После этого наш дверной колокольчик не умолкал. Мерсье привел в нашу мастерскую новых состоятельных заказчиков. Я раскладывала инструменты на столе, разжигала огонь в плите, растирала пигменты. Напоследок извлекался воск, но этим всегда занимался Куртиус: с куском воска в руках он чувствовал себя в своей тарелке и был счастлив. С воском он начал входить во вкус парижской жизни.

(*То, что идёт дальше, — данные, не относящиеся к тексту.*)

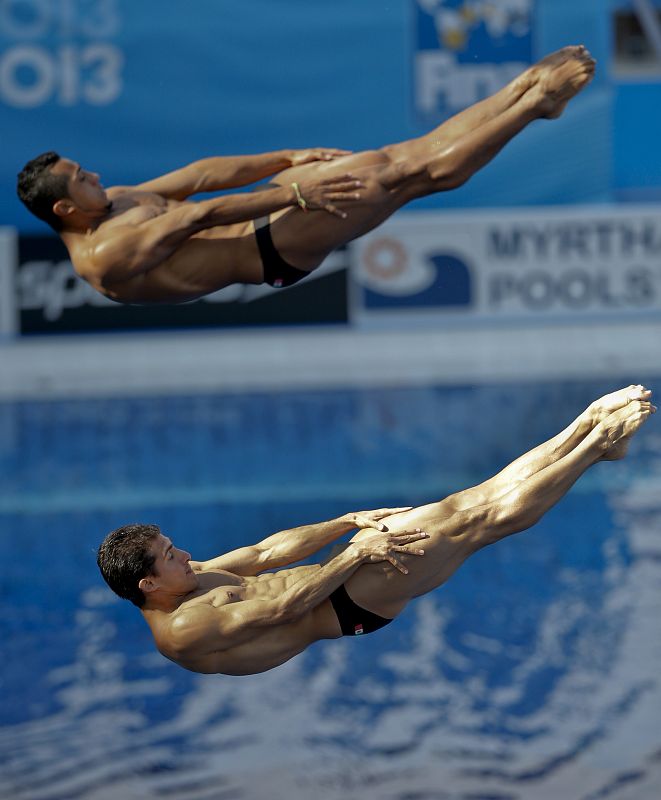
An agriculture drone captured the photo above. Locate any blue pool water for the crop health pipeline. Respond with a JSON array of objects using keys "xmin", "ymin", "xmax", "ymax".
[{"xmin": 0, "ymin": 376, "xmax": 661, "ymax": 800}]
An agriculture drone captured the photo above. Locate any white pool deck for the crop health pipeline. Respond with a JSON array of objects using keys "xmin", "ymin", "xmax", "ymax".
[{"xmin": 0, "ymin": 321, "xmax": 661, "ymax": 400}]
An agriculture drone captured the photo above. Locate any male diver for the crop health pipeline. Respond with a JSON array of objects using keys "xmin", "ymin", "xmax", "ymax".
[
  {"xmin": 18, "ymin": 46, "xmax": 595, "ymax": 304},
  {"xmin": 98, "ymin": 386, "xmax": 656, "ymax": 675}
]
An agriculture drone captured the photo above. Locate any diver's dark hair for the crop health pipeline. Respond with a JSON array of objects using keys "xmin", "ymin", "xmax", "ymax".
[
  {"xmin": 16, "ymin": 150, "xmax": 69, "ymax": 231},
  {"xmin": 96, "ymin": 523, "xmax": 161, "ymax": 608}
]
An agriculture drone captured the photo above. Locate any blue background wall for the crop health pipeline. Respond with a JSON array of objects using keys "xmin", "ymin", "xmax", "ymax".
[{"xmin": 0, "ymin": 0, "xmax": 661, "ymax": 231}]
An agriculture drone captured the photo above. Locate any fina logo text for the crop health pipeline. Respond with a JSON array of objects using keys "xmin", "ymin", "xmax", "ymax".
[{"xmin": 413, "ymin": 0, "xmax": 533, "ymax": 124}]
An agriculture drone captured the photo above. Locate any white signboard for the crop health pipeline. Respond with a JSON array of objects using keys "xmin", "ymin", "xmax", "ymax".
[
  {"xmin": 0, "ymin": 228, "xmax": 18, "ymax": 340},
  {"xmin": 351, "ymin": 206, "xmax": 661, "ymax": 324}
]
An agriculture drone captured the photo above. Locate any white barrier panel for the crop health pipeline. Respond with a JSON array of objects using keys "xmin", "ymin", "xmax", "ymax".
[
  {"xmin": 351, "ymin": 206, "xmax": 661, "ymax": 324},
  {"xmin": 0, "ymin": 228, "xmax": 18, "ymax": 340}
]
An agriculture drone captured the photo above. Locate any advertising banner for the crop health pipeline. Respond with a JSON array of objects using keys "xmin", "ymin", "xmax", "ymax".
[
  {"xmin": 413, "ymin": 0, "xmax": 533, "ymax": 124},
  {"xmin": 0, "ymin": 228, "xmax": 18, "ymax": 342},
  {"xmin": 351, "ymin": 206, "xmax": 661, "ymax": 325},
  {"xmin": 15, "ymin": 236, "xmax": 348, "ymax": 334}
]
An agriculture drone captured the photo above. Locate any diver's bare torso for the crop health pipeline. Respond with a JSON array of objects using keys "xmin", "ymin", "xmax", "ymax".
[
  {"xmin": 63, "ymin": 151, "xmax": 402, "ymax": 303},
  {"xmin": 148, "ymin": 565, "xmax": 341, "ymax": 675},
  {"xmin": 65, "ymin": 187, "xmax": 263, "ymax": 303}
]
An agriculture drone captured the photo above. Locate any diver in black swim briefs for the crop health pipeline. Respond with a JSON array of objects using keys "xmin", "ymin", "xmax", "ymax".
[
  {"xmin": 98, "ymin": 385, "xmax": 656, "ymax": 675},
  {"xmin": 18, "ymin": 46, "xmax": 595, "ymax": 303}
]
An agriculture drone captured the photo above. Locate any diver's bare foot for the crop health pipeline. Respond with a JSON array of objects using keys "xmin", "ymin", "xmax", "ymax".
[
  {"xmin": 593, "ymin": 400, "xmax": 656, "ymax": 461},
  {"xmin": 585, "ymin": 383, "xmax": 652, "ymax": 428},
  {"xmin": 526, "ymin": 46, "xmax": 596, "ymax": 119},
  {"xmin": 512, "ymin": 44, "xmax": 587, "ymax": 94}
]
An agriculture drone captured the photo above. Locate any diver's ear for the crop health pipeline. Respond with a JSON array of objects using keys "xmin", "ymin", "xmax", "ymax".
[
  {"xmin": 53, "ymin": 197, "xmax": 76, "ymax": 222},
  {"xmin": 138, "ymin": 578, "xmax": 158, "ymax": 594}
]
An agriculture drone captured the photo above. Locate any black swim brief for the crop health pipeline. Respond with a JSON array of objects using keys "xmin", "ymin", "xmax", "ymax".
[
  {"xmin": 255, "ymin": 217, "xmax": 310, "ymax": 289},
  {"xmin": 328, "ymin": 586, "xmax": 392, "ymax": 636}
]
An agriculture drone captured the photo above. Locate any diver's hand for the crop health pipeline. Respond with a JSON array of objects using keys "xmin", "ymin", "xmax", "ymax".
[
  {"xmin": 340, "ymin": 506, "xmax": 413, "ymax": 531},
  {"xmin": 292, "ymin": 173, "xmax": 365, "ymax": 219},
  {"xmin": 349, "ymin": 528, "xmax": 429, "ymax": 575},
  {"xmin": 287, "ymin": 147, "xmax": 351, "ymax": 167}
]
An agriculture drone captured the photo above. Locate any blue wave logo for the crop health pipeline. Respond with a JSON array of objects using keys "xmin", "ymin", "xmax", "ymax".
[{"xmin": 362, "ymin": 253, "xmax": 473, "ymax": 309}]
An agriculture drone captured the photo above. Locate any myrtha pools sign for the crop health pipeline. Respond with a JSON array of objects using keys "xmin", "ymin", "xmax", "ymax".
[{"xmin": 352, "ymin": 206, "xmax": 661, "ymax": 322}]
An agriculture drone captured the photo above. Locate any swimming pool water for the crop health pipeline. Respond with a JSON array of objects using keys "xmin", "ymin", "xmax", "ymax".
[{"xmin": 0, "ymin": 376, "xmax": 661, "ymax": 800}]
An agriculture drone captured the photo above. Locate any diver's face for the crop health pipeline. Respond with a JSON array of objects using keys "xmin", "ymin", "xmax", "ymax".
[
  {"xmin": 144, "ymin": 533, "xmax": 199, "ymax": 595},
  {"xmin": 51, "ymin": 158, "xmax": 109, "ymax": 213}
]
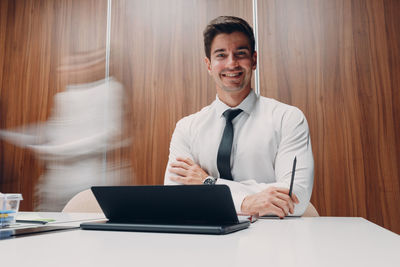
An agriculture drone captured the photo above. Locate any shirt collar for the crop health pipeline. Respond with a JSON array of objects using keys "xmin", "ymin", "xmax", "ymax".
[{"xmin": 215, "ymin": 90, "xmax": 257, "ymax": 116}]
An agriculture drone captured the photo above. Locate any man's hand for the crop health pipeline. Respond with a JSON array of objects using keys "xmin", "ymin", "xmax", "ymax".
[
  {"xmin": 241, "ymin": 187, "xmax": 299, "ymax": 219},
  {"xmin": 168, "ymin": 157, "xmax": 208, "ymax": 184}
]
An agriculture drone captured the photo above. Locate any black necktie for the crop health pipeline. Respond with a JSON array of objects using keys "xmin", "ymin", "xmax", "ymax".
[{"xmin": 217, "ymin": 109, "xmax": 242, "ymax": 180}]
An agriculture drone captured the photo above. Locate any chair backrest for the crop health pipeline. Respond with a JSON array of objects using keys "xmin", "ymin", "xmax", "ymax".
[
  {"xmin": 303, "ymin": 202, "xmax": 319, "ymax": 217},
  {"xmin": 62, "ymin": 189, "xmax": 102, "ymax": 213}
]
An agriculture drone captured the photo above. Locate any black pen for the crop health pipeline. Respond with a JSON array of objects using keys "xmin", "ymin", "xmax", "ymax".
[
  {"xmin": 15, "ymin": 220, "xmax": 48, "ymax": 224},
  {"xmin": 289, "ymin": 156, "xmax": 297, "ymax": 197}
]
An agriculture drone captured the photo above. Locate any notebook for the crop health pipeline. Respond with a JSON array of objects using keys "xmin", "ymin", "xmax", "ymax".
[{"xmin": 81, "ymin": 185, "xmax": 250, "ymax": 234}]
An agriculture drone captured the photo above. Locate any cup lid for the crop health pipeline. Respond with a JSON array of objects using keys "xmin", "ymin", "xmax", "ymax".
[{"xmin": 0, "ymin": 193, "xmax": 23, "ymax": 200}]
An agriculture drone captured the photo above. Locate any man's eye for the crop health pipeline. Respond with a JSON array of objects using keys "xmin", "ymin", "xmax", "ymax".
[{"xmin": 236, "ymin": 51, "xmax": 247, "ymax": 57}]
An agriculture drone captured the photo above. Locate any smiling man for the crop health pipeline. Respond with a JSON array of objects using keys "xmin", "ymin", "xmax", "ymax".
[{"xmin": 164, "ymin": 16, "xmax": 314, "ymax": 218}]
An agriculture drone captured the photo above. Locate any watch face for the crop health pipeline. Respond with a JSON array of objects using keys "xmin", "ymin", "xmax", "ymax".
[{"xmin": 204, "ymin": 177, "xmax": 215, "ymax": 185}]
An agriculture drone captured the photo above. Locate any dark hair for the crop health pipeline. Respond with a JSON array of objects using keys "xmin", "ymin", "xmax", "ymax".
[{"xmin": 203, "ymin": 16, "xmax": 255, "ymax": 59}]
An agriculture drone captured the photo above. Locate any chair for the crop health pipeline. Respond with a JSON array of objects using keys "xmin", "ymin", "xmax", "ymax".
[
  {"xmin": 62, "ymin": 189, "xmax": 102, "ymax": 213},
  {"xmin": 303, "ymin": 202, "xmax": 319, "ymax": 217}
]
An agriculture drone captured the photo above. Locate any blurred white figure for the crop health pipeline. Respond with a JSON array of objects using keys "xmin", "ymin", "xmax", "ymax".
[{"xmin": 0, "ymin": 79, "xmax": 123, "ymax": 211}]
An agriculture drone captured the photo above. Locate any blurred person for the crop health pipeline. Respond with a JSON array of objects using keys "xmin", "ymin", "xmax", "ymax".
[
  {"xmin": 164, "ymin": 16, "xmax": 314, "ymax": 218},
  {"xmin": 0, "ymin": 50, "xmax": 127, "ymax": 211}
]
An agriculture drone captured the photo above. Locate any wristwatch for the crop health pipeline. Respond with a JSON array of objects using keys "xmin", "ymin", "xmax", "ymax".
[{"xmin": 203, "ymin": 176, "xmax": 217, "ymax": 185}]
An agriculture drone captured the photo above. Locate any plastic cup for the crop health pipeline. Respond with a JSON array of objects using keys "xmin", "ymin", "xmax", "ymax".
[{"xmin": 0, "ymin": 193, "xmax": 22, "ymax": 228}]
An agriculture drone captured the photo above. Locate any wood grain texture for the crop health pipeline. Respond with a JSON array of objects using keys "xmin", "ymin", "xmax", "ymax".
[
  {"xmin": 111, "ymin": 0, "xmax": 252, "ymax": 184},
  {"xmin": 0, "ymin": 0, "xmax": 107, "ymax": 210},
  {"xmin": 258, "ymin": 0, "xmax": 400, "ymax": 233}
]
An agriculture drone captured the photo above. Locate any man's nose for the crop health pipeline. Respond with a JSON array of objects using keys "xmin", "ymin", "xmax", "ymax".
[{"xmin": 227, "ymin": 54, "xmax": 239, "ymax": 68}]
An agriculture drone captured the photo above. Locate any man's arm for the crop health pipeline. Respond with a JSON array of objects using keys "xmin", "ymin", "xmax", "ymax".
[{"xmin": 164, "ymin": 108, "xmax": 314, "ymax": 217}]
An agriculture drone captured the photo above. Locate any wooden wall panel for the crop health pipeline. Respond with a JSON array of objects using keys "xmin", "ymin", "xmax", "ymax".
[
  {"xmin": 0, "ymin": 0, "xmax": 107, "ymax": 210},
  {"xmin": 111, "ymin": 0, "xmax": 252, "ymax": 184},
  {"xmin": 258, "ymin": 0, "xmax": 400, "ymax": 233}
]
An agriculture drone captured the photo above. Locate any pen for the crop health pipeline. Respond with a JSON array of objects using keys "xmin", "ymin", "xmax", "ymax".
[
  {"xmin": 289, "ymin": 156, "xmax": 297, "ymax": 197},
  {"xmin": 15, "ymin": 220, "xmax": 48, "ymax": 224}
]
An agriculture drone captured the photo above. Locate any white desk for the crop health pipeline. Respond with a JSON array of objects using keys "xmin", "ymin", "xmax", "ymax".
[{"xmin": 0, "ymin": 217, "xmax": 400, "ymax": 267}]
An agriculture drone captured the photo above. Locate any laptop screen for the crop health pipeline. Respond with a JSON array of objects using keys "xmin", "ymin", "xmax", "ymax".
[{"xmin": 92, "ymin": 185, "xmax": 238, "ymax": 225}]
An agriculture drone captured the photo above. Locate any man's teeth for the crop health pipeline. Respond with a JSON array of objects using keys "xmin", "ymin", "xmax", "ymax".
[{"xmin": 224, "ymin": 73, "xmax": 241, "ymax": 77}]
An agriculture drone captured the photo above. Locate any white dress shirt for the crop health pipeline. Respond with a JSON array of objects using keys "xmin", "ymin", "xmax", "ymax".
[{"xmin": 164, "ymin": 91, "xmax": 314, "ymax": 215}]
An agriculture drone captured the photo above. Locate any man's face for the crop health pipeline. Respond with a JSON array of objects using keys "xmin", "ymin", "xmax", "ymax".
[{"xmin": 205, "ymin": 32, "xmax": 257, "ymax": 92}]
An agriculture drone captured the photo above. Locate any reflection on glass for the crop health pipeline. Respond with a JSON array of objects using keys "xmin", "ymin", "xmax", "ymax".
[{"xmin": 0, "ymin": 50, "xmax": 129, "ymax": 214}]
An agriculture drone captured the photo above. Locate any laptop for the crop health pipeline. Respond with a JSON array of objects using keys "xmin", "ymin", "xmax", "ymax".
[{"xmin": 80, "ymin": 185, "xmax": 250, "ymax": 234}]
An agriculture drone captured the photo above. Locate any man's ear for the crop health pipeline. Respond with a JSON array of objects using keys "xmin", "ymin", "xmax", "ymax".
[
  {"xmin": 204, "ymin": 57, "xmax": 211, "ymax": 74},
  {"xmin": 252, "ymin": 51, "xmax": 257, "ymax": 70}
]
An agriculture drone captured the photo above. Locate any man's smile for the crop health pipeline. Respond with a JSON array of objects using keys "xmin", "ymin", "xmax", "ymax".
[{"xmin": 221, "ymin": 71, "xmax": 243, "ymax": 78}]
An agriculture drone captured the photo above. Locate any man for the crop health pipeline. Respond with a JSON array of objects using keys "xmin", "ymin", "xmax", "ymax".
[{"xmin": 164, "ymin": 16, "xmax": 314, "ymax": 218}]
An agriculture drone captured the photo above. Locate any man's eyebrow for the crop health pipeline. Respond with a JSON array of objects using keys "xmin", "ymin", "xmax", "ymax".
[
  {"xmin": 237, "ymin": 46, "xmax": 250, "ymax": 51},
  {"xmin": 213, "ymin": 48, "xmax": 225, "ymax": 54}
]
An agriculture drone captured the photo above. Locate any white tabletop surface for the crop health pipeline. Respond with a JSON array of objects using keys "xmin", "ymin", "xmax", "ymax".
[{"xmin": 0, "ymin": 214, "xmax": 400, "ymax": 267}]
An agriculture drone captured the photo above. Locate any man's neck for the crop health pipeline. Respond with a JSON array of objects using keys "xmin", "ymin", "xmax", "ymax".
[{"xmin": 217, "ymin": 87, "xmax": 251, "ymax": 107}]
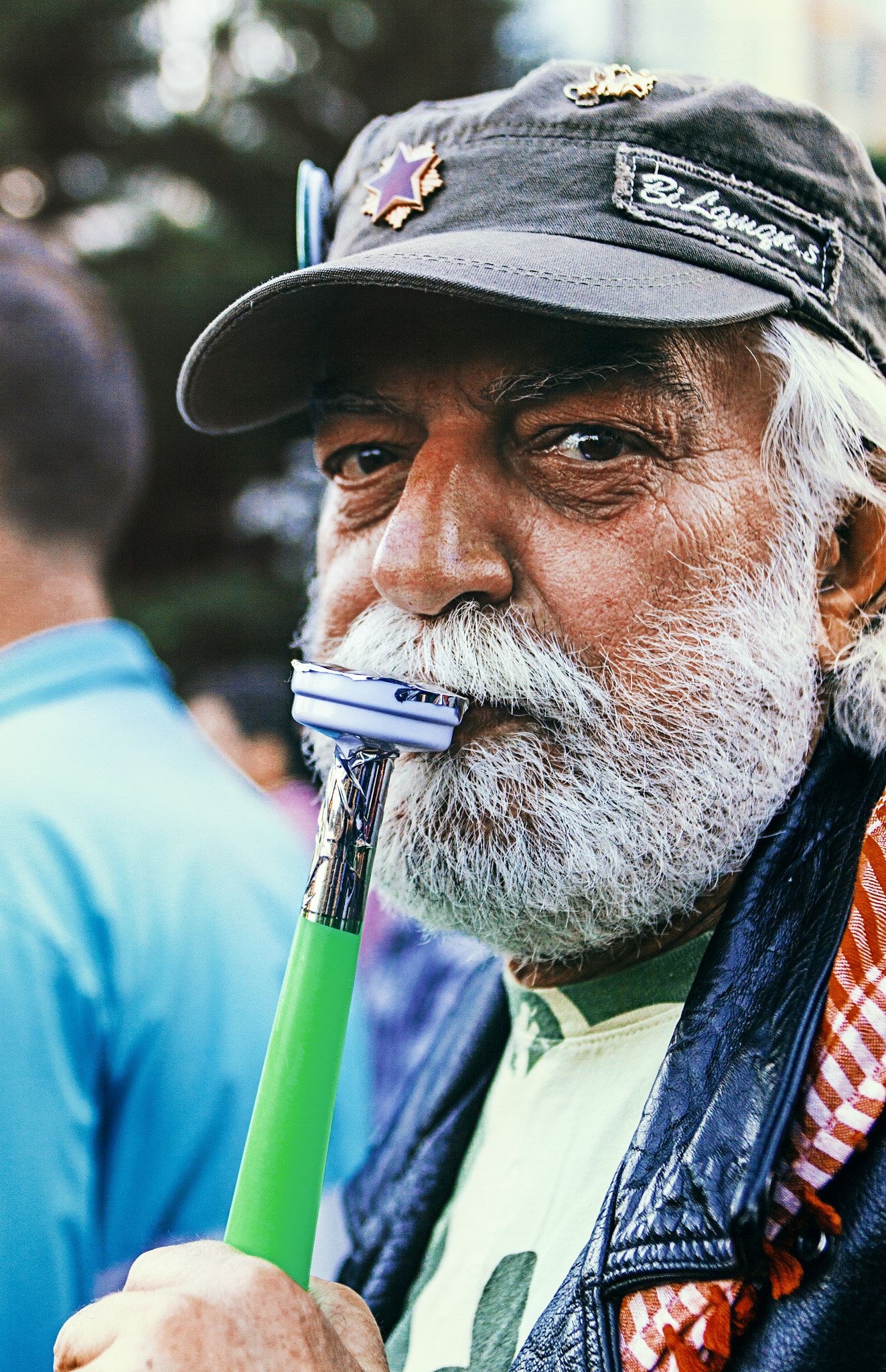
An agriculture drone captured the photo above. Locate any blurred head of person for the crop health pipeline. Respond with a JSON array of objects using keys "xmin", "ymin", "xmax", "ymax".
[
  {"xmin": 185, "ymin": 663, "xmax": 307, "ymax": 791},
  {"xmin": 0, "ymin": 222, "xmax": 147, "ymax": 644}
]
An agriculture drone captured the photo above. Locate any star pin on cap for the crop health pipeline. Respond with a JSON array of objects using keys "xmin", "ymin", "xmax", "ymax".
[
  {"xmin": 364, "ymin": 143, "xmax": 443, "ymax": 229},
  {"xmin": 563, "ymin": 62, "xmax": 658, "ymax": 110}
]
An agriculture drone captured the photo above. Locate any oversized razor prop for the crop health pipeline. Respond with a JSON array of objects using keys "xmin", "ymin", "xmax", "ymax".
[{"xmin": 225, "ymin": 663, "xmax": 467, "ymax": 1290}]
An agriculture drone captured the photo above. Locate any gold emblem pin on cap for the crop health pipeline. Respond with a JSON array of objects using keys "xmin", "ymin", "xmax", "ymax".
[
  {"xmin": 364, "ymin": 143, "xmax": 443, "ymax": 229},
  {"xmin": 563, "ymin": 62, "xmax": 658, "ymax": 109}
]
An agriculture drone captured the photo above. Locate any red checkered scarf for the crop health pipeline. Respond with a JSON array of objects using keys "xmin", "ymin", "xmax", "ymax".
[{"xmin": 619, "ymin": 795, "xmax": 886, "ymax": 1372}]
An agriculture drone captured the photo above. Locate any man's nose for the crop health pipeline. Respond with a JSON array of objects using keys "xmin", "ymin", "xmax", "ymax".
[{"xmin": 372, "ymin": 425, "xmax": 513, "ymax": 615}]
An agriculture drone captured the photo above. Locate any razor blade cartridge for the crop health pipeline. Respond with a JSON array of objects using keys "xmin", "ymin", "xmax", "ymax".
[{"xmin": 292, "ymin": 663, "xmax": 467, "ymax": 753}]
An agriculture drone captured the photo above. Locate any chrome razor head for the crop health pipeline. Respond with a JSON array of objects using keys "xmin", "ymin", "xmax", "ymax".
[{"xmin": 292, "ymin": 663, "xmax": 467, "ymax": 753}]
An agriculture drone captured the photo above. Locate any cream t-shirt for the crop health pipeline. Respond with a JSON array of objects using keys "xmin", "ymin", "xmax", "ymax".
[{"xmin": 387, "ymin": 936, "xmax": 709, "ymax": 1372}]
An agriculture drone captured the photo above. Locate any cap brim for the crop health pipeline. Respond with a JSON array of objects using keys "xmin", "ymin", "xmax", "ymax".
[{"xmin": 178, "ymin": 229, "xmax": 790, "ymax": 433}]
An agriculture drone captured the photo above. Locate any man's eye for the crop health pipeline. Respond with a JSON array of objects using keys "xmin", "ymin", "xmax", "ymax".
[
  {"xmin": 552, "ymin": 424, "xmax": 627, "ymax": 462},
  {"xmin": 327, "ymin": 443, "xmax": 396, "ymax": 482}
]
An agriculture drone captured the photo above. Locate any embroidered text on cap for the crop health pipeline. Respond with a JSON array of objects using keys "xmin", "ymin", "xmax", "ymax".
[
  {"xmin": 364, "ymin": 143, "xmax": 443, "ymax": 229},
  {"xmin": 611, "ymin": 143, "xmax": 844, "ymax": 305},
  {"xmin": 563, "ymin": 62, "xmax": 658, "ymax": 109}
]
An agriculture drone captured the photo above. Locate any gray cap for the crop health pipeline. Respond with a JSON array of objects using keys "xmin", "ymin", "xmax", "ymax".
[{"xmin": 178, "ymin": 62, "xmax": 886, "ymax": 432}]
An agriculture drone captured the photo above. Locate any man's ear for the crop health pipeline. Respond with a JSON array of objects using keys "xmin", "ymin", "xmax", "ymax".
[{"xmin": 818, "ymin": 501, "xmax": 886, "ymax": 669}]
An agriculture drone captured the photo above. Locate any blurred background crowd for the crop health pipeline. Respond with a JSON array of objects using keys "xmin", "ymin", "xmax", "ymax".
[{"xmin": 0, "ymin": 0, "xmax": 886, "ymax": 691}]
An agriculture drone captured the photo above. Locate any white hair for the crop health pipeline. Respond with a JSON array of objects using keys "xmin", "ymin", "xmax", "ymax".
[{"xmin": 760, "ymin": 318, "xmax": 886, "ymax": 754}]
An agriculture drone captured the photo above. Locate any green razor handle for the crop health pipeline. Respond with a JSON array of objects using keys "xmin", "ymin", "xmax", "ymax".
[
  {"xmin": 225, "ymin": 740, "xmax": 396, "ymax": 1290},
  {"xmin": 225, "ymin": 663, "xmax": 467, "ymax": 1290}
]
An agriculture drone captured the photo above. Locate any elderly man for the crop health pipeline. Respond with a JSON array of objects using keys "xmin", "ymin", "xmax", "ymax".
[{"xmin": 56, "ymin": 64, "xmax": 886, "ymax": 1372}]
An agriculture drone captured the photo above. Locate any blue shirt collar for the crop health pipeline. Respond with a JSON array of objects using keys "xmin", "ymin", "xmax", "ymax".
[{"xmin": 0, "ymin": 619, "xmax": 169, "ymax": 719}]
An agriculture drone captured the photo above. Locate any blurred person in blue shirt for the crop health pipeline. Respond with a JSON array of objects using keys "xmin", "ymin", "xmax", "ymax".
[{"xmin": 0, "ymin": 225, "xmax": 361, "ymax": 1372}]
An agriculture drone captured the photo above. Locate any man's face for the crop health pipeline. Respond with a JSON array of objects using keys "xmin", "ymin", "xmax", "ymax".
[
  {"xmin": 309, "ymin": 292, "xmax": 815, "ymax": 956},
  {"xmin": 315, "ymin": 292, "xmax": 772, "ymax": 697}
]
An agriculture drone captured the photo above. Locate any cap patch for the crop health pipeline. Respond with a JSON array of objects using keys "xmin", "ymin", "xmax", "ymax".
[
  {"xmin": 611, "ymin": 143, "xmax": 844, "ymax": 305},
  {"xmin": 364, "ymin": 143, "xmax": 443, "ymax": 229},
  {"xmin": 563, "ymin": 62, "xmax": 658, "ymax": 109}
]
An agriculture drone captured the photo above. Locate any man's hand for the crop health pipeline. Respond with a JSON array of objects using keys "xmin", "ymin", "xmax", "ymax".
[{"xmin": 55, "ymin": 1241, "xmax": 388, "ymax": 1372}]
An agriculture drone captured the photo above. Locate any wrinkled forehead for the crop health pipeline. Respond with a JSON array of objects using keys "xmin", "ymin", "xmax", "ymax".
[{"xmin": 311, "ymin": 289, "xmax": 753, "ymax": 423}]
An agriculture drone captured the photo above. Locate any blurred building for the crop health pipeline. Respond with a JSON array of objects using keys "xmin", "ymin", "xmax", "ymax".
[{"xmin": 498, "ymin": 0, "xmax": 886, "ymax": 151}]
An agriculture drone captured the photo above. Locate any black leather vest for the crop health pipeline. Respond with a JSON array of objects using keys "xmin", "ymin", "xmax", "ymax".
[{"xmin": 340, "ymin": 728, "xmax": 886, "ymax": 1372}]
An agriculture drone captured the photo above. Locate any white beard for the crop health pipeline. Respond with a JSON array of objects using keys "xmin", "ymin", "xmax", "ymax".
[{"xmin": 301, "ymin": 549, "xmax": 819, "ymax": 961}]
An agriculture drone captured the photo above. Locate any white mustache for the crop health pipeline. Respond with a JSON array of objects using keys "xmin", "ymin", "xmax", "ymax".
[{"xmin": 322, "ymin": 601, "xmax": 590, "ymax": 722}]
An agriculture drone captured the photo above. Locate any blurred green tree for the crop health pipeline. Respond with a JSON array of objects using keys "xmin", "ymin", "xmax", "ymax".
[{"xmin": 0, "ymin": 0, "xmax": 510, "ymax": 679}]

Очень скоро дверной колокольчик стал возвещать о приходе клиентов к Куртиусу чаще, чем к вдове Пико, как будто парижане теперь меньше нуждались в ее услугах. Обязанности по уборке давали мне большую свободу перемещения по дому, поэтому я бродила из комнаты в комнату, внизу и наверху, знакомясь с домом и вещами в нем. Удостоверившись, что осталась одна, я выдвигала ящики, открывала дверцы шкафов, где обнаруживала в основном пустые полки и мышиный помет. Когда я входила в ту или иную комнату, мне приходилось держать ухо востро, потому как иногда, оглядевшись, я вдруг замечала, что сын вдовы Эдмон стоит или сидит в углу не шелохнувшись, повернув ко мне свое бледное лицо и неотрывно глядя на меня. Чаще всего я заставала его в комнате покойного отца, рядом с портновским манекеном, из-за чего мне никак не удавалось заглянуть под черную ткань, наброшенную на этот манекен. Когда мои глаза привыкли к царящему в доме полумраку, я ухитрялась передвигаться в темноте и на ощупь узнавать, где что лежит; к тому же я стала яснее видеть все, что происходит в этом доме. Под покровом скорби я сумела разглядеть еще кое-что, нечто потаенное. Скорбь могла это утаить, если вы наведывались в комнаты ненадолго, или если у вас было неважное зрение, или если вы заходили только в определенные комнаты – например, в столовую или в переднюю, где витринные манекены были облачены в скроенные портновской рукой платья вдовы. Но это потаенное нечто присутствовало и там: оно прогрызло дыры в портьерах, обкусало края керамической посуды, разбило стекла в окнах, истрепало до дыр простыни; из-за него с наступлением темноты в доме не зажигались свечи, и пустые полки буфета не заполнялись сервизами. Это скрываемое нечто была нищета. Портновское дело вдовы пришло в упадок. В тот первый вечер, когда мы сюда пришли, Эдмона послали за провизией, потому что в доме Пико не оказалось еды! И только получив от Куртиуса оплату за проживание, вдова разжилась деньгами.